What is the Difference Between Inventory and Assets?
🆚 Go to Comparative Table 🆚The difference between inventory and assets lies in their definitions, purposes, and management. Here are the key differences between the two:
- Definition: Inventory refers to products, parts, and materials that a company intends to sell, rent, or consume, while assets are resources that a company uses to run its business, manufacture items, or create value.
- Purpose: Inventory is sold to make a profit, while assets help the company obtain, maintain, and sell off their inventory. Assets include equipment, fixtures, furniture, and intellectual property like patents.
- Management: Inventory management tracks stock as a company adds, sells, moves, and stores it. On the other hand, asset management refers to a company's management of its non-inventory property throughout its life, including maintenance, depreciation, and disposition.
- Ownership: Assets are typically owned by the business, while inventory is usually purchased from suppliers.
- Value: Assets are typically larger and more expensive items, while inventory consists of smaller, less expensive items.
- Investment: Assets are typically long-term investments, while inventory is a short-term investment.
Therefore, while both inventory and assets are important to a company's operations, they serve different purposes and require distinct management approaches.
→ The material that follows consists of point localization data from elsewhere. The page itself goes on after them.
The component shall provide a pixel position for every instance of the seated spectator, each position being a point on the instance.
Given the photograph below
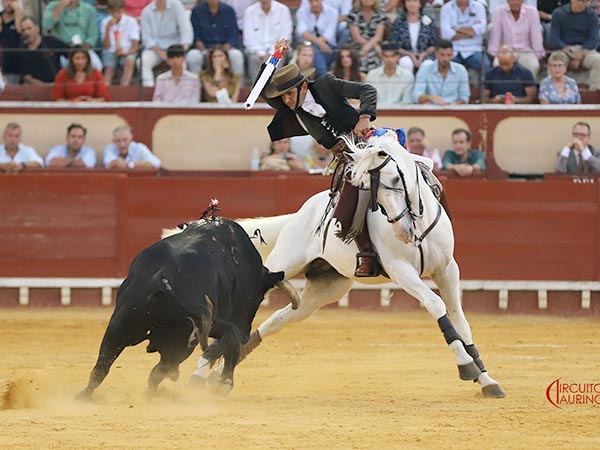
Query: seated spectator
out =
(280, 157)
(124, 153)
(509, 82)
(443, 82)
(557, 87)
(177, 85)
(38, 62)
(317, 25)
(79, 81)
(121, 40)
(578, 156)
(73, 154)
(346, 65)
(343, 8)
(393, 83)
(164, 23)
(574, 30)
(74, 22)
(319, 158)
(366, 22)
(464, 22)
(10, 24)
(518, 25)
(214, 23)
(264, 22)
(219, 83)
(134, 8)
(14, 156)
(461, 159)
(418, 145)
(416, 34)
(304, 57)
Comparative Table: Inventory vs Assets
The main difference between inventory and assets lies in their definitions, the purpose they serve, their expected value, and their classification in financial statements. Here is a table summarizing the differences between inventory and assets:
Inventory | Assets |
---|---|
Inventory refers specifically to the goods a company has on hand that it intends to sell in the near future, including raw materials, work-in-progress, and finished goods. | Assets represent all the resources that a company owns or controls that can provide future economic benefits, including tangible and intangible assets like property, plant, equipment, investments, and intellectual property like patents, trademarks, and goodwill. |
Inventory is classified as a current asset on the balance sheet, meaning it is expected to be converted into cash within a year. | Assets can be either current or long-term assets, depending on their intended use and expected conversion into cash. |
Inventory is subject to specific accounting rules and valuation methods, such as the lower of cost or market (LCM) method. | Assets are reported at their original cost or fair market value, depending on the asset type. |
Inventory is key to a business because asset shortages affect revenue. | Assets are resources that a company uses to run a business, manufacture items, or otherwise create value. |
It is essential for companies to understand the difference between assets and inventory because they are reported differently on financial statements, and misclassifying them can distort a company's financial health.